Does rllib support multi-gpu plus multi-cpu training?

If I have two gpu machines and one CPU machine, how can I use the gpu of two nodes and the cpu of three nodes?
If ppo is used, only one gpu can be used; If use ddppo, the CPU node is not used.

We support Single-Node-Multi-GPU training.
But today, RLlib does not support Multi-GPU-Multi-Node training. We are working on this though.

You can generally make use of heterogeneous clusters with RLlib. For example, you can use one node with a GPU for training and another node with a GPU for sampling.
The different algorithms impose different restrictions here.
For example, as you said, DDPPO will use only GPU nodes and other algorithms will learn on the head node but use all other nodes only for sampling.

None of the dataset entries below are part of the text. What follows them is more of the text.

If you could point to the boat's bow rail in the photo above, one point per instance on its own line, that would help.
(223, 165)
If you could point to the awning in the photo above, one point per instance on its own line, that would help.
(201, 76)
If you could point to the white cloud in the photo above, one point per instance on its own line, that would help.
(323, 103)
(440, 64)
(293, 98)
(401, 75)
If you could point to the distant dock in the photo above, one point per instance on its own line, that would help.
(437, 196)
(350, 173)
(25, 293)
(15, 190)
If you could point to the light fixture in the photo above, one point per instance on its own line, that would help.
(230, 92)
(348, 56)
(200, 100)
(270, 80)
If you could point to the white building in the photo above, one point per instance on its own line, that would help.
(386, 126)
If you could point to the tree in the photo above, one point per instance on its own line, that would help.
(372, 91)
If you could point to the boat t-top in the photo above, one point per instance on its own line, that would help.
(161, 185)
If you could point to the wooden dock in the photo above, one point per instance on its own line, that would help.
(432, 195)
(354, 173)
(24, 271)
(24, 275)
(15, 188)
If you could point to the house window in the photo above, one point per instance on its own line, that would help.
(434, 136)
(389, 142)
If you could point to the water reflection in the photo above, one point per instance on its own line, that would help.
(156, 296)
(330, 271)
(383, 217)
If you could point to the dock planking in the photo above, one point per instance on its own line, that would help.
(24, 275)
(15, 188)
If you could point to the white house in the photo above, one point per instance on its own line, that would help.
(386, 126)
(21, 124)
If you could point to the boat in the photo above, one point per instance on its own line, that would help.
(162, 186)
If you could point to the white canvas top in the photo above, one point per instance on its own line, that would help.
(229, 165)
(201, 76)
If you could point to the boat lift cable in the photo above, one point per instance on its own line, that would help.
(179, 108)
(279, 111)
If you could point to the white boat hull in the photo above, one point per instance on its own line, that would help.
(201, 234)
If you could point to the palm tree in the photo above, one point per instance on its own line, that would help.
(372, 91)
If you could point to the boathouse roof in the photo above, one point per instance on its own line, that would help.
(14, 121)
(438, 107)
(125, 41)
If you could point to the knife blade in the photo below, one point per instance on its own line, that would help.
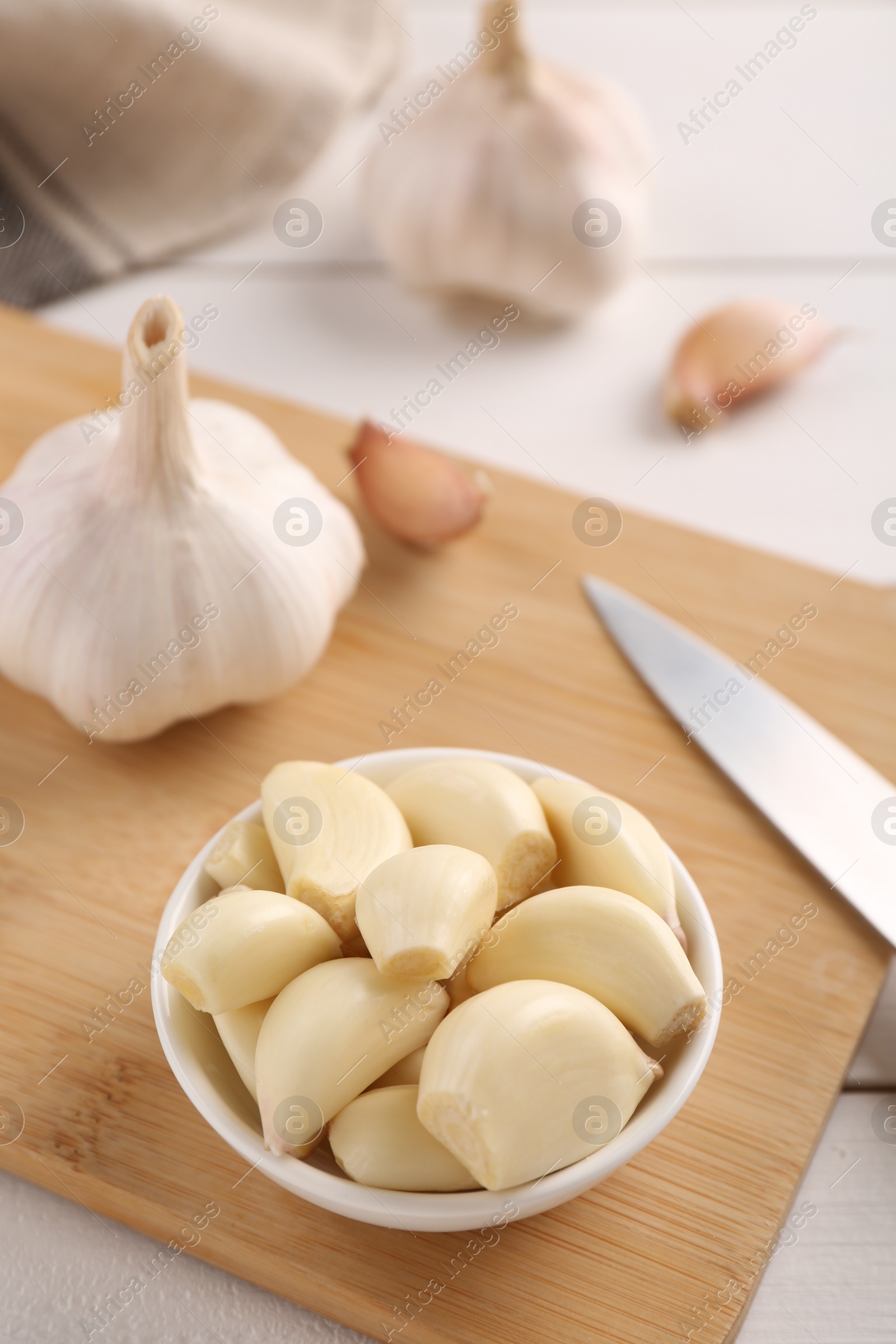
(830, 804)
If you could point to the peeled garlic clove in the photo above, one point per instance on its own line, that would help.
(459, 987)
(423, 912)
(417, 495)
(379, 1141)
(156, 576)
(500, 183)
(484, 807)
(245, 946)
(606, 944)
(530, 1077)
(329, 828)
(735, 353)
(328, 1037)
(355, 948)
(604, 842)
(244, 857)
(405, 1072)
(238, 1032)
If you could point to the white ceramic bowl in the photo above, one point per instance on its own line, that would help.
(204, 1070)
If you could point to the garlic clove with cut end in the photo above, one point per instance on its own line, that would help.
(604, 842)
(329, 828)
(244, 858)
(484, 807)
(328, 1037)
(244, 946)
(500, 185)
(379, 1141)
(238, 1032)
(527, 1079)
(605, 942)
(405, 1072)
(414, 494)
(425, 912)
(162, 572)
(738, 353)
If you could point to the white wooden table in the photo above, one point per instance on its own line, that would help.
(776, 198)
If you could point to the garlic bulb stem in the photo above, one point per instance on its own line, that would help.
(508, 59)
(155, 445)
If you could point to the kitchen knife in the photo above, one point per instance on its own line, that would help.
(829, 803)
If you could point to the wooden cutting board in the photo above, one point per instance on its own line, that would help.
(672, 1244)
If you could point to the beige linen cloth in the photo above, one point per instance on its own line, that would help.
(135, 129)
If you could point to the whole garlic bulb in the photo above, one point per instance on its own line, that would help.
(178, 561)
(494, 180)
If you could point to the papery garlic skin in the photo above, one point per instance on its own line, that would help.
(484, 807)
(150, 582)
(329, 827)
(604, 942)
(419, 496)
(480, 192)
(508, 1080)
(244, 857)
(633, 861)
(425, 911)
(328, 1037)
(244, 946)
(379, 1141)
(238, 1032)
(738, 353)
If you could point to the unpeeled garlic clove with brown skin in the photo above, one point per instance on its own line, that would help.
(736, 353)
(419, 496)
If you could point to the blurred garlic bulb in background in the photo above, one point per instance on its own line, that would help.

In order to get around this, you’ll have to put some effort in and heavily modify the algorithm that you are looking at.

Hi,
I am currently working on using SAC for my work and have a GPU node with 4 GPUs in it. But, when I run my code (below), it does not seem to scale.

Could you please tell why?

ray.init(num_gpus=4)
config = SACConfig().training(gamma=0.9, lr=0.01, train_batch_size=64)

config = config.resources(
  num_gpus_per_learner_worker=1, 
  num_learner_workers=torch.cuda.device_count())

# config = config.resources(num_gpus=torch.cuda.device_count())
config = config.rollouts(num_rollout_workers=100)

# Build a Algorithm object from the config and run 1 training iteration.
algo = config.build(env= MineEnv200x150)
algo.train(num_workers=100, use_gpu=True)
# model = ray.train.torch.prepare_model(model)

Here, MineEnv200x150 is my custom environment for a single agent. The program does execute but not scale over multiple GPUs.